Le Faar met en lumière d’autres récits

Une association qui aide les projets inclusifs

Face au manque de diversité dans le monde du spectacle, le FAAR (Fonds d’aide pour des arts vivants responsables) accompagne les artistes qui défendent l’égalité, l’inclusion des minorités et l’écoresponsabilité. Il espère ainsi faire émerger des récits que nous avons moins l’habitude d’entendre.

Vanasay Khamphommala questionne les normes - Photo © Pauline Le Goff

Vanasay Khamphommala questionne les normes – Photo © Pauline Le Goff

Une silhouette aux longs cheveux noirs se détache dans le décor sans couleur des Plateaux sauvages, une salle du XXe arrondissement de la capitale. Seule sur scène, le corps gracile piégé par une robe de mariée, Vanasay Khamphommala a tout de l’épouse modèle, à ceci près qu’une fine moustache trace au milieu de son visage une ligne indélébile entre elle et les archétypes féminins. Il est bien question d’amour dans ce spectacle présenté en septembre 2022 à Paris, mais nous sommes loin des figures imposées.

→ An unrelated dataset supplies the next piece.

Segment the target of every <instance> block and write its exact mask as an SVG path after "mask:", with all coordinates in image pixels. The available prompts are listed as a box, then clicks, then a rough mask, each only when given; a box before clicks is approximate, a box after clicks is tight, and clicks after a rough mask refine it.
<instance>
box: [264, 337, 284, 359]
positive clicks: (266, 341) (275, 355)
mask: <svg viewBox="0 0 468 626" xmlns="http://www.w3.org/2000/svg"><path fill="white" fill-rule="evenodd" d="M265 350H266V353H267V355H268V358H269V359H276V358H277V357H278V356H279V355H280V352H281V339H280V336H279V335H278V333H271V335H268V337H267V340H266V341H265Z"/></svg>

Pour “relire les mythes fondateurs de l’Europe dans une perspective trans et décoloniale”, cette Franco-Laotienne, elle-même trans, s’entoure de “personnes qui remettent en question la notion de norme avec leur histoire et leur aspect physique”. Quatrième projet de sa compagnie Lapsus chevelü, la pièce Écho, où Vanasay Khamphommala n’apparaît pas toujours seule en robe de mariée, “est une tentative de rompre la malédiction d’Écho”, comme l’indique un message projeté dans son dos. Dans la mythologie grecque, la nymphe Écho est condamnée à ne pouvoir ouvrir la bouche que pour répéter ce qui lui arrive aux oreilles. Aussi s’avère-t-elle incapable de déclarer sa flamme à Narcisse. “Que signifient cette valorisation, cette esthétisation d’une souffrance amoureuse, de préférence féminine, blanche et hétérosexuelle ?”, interroge Vanasay Khamphommala dans le dossier de production. Là est bien le problème : depuis qu’Ovide a glissé la figure d’Écho dans ses Métamorphoses, le désespoir revêt sans cesse les habits d’une femme blanche et hétérosexuelle, car c’est un homme blanc et hétérosexuel qui les dessine pour elle.

Une absence remarquée

Mille autres représentations existent bien sûr aujourd’hui. Mais alors que rien n’oblige les auteurs contemporains à ressasser les mêmes histoires, comme Écho par exemple, leurs personnages présentent toujours trop de traits communs. “Où est la diversité au théâtre et au cinéma ?”, demandait Le Monde lors d’un débat organisé en 2016. Force est de reconnaître que “les comédien.ne.s et acteur.rice.s ‘issus de la diversité’ sont encore peu représentés sur les scènes et les écrans français”, ajoutait le quotidien du soir en 2018.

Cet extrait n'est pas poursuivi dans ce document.